男を殴りとばしたい衝動を必死に抑えるが、同時にどうしても許せない気持ちがごぼごぼと沸き起こってくる。
「…ボリスは…、殺人鬼何かじゃ…ありません。」
怒りを必死に抑えて、コプチェフは口を開いた。
「殺人鬼に違いないだろー?人を何とも思わずに撃ちまくるんだからよお?」
背後にいた太った男が、浮わついたような声で話す。
「ギャハハ、ミリツィアの中に殺人鬼がいるとは面白くねえか?いつ俺らも殺されるか分かりゃしねえよ!」
全く笑えない冗談に、コプチェフは静かに相手を睨む。
「…急いでいるんで、通してくれませんか?」
「なあ、あいつマジで前の相棒殺っちまったの?」
本当に聞きたいことはそれなのだろう。
この二人に真相を話しても、在られもない噂を流されるのは目に見えている。
「知りませんね。

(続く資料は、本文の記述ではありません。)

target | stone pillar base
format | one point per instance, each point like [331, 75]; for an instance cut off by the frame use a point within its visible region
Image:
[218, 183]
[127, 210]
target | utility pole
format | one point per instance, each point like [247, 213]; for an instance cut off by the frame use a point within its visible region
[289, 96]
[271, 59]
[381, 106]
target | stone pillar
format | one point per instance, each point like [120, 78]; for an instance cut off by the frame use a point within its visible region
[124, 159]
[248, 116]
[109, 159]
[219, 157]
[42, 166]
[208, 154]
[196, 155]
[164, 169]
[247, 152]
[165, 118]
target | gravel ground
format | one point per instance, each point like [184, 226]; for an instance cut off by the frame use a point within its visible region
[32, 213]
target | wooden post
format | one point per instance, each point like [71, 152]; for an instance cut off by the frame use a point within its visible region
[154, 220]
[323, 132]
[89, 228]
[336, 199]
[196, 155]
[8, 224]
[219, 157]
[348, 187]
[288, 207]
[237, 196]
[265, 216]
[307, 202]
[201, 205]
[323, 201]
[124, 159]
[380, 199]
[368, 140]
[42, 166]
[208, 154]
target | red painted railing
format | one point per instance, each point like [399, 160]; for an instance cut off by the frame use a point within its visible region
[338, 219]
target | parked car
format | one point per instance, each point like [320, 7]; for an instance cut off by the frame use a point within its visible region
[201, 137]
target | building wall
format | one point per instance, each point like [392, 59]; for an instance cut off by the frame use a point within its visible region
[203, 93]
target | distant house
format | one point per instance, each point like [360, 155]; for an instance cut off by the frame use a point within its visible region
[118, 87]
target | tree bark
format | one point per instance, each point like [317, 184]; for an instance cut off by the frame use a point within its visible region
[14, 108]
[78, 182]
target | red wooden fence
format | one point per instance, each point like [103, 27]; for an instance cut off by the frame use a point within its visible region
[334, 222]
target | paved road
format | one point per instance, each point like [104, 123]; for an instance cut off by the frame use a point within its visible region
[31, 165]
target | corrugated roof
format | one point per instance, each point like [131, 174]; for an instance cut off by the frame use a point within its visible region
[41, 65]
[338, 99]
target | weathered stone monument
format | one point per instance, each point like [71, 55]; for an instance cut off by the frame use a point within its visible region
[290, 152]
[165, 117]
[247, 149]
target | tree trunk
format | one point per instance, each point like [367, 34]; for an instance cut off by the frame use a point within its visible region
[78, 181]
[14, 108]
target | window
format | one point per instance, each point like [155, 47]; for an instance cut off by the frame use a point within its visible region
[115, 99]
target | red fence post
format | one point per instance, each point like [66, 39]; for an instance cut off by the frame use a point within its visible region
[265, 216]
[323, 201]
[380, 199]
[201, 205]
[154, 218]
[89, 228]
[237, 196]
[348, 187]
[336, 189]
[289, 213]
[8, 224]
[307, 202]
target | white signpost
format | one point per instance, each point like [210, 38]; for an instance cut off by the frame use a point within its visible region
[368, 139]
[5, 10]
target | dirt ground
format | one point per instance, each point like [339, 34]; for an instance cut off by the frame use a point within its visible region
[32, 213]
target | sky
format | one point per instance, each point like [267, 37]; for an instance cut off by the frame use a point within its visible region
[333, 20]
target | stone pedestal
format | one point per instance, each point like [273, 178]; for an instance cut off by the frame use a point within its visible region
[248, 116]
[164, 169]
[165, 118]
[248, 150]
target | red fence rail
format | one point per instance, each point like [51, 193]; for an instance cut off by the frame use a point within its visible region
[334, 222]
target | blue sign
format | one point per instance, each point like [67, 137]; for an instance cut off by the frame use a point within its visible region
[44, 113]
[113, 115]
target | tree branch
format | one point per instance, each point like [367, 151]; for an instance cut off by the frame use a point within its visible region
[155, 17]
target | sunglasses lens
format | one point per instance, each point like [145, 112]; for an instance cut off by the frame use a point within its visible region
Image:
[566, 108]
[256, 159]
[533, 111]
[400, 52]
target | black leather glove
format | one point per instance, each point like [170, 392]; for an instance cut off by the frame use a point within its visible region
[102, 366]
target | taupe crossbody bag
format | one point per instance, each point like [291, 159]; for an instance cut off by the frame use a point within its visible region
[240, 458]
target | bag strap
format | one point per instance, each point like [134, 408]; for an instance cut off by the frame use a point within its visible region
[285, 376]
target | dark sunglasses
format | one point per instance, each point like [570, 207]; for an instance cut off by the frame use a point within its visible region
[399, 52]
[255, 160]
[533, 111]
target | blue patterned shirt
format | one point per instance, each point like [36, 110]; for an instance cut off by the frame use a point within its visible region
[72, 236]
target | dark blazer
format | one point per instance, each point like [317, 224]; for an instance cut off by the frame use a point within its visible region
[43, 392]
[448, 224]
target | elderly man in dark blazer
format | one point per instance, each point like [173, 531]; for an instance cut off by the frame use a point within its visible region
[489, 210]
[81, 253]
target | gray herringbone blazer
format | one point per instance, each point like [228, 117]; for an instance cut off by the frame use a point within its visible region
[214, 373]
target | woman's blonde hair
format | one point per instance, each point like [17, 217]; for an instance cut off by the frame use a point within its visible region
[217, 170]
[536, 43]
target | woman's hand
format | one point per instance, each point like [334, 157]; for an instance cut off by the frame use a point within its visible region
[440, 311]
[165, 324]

」
コプチェフははっきりとした口調で伝えた。
「はあ?知らねえなんてことあんのかよ?」
相変わらずの下品な笑みで太った男が、コプチェフに詰め寄った。
「何でも話してるはずだろお?だってお前ら、できてんだろ?」

ガチャッ

突然ドアが開き、そこにはボリスが立っていた。
「…何やってんだ?」
男二人とコプチェフを見て、ボリスはコプチェフに話しかけた。
「おっ?噂をしたら彼女のご登場だぜ!」
大柄な男が自分よりも小柄なボリスを、馬鹿にしたような目で見る。その姿を見てコプチェフは、自分に言われたかのような怒りを覚える。
しかし、当の本人はちらりと相手を見、男には何も言わずに出勤簿を取りに部屋へと入った。
その姿が癪に触ったのだろう。次は太った男が舌打ちし、ボリスに向かって話しかけた。
「あのさあ、あんたこのコプチェフ君とできてんでしょ?」
ボリスは出勤簿にサインしながら、男を軽く睨み、また無視を決め込んだ。
「先輩に向かってそんな態度とっていいのかあ?」
男ががしりとボリスの華奢な、しかし鍛えられた肩に手を置く。
「っへえ〜、ほっせえな。やっぱ君が女役なのか?」

バキッ!!

その太った男の言葉に、コプチェフは気がつけば相手を思い切り殴ってしまっていた。
派手に床に転がり、太った男が鼻血をだしつつ、咳き込んだ。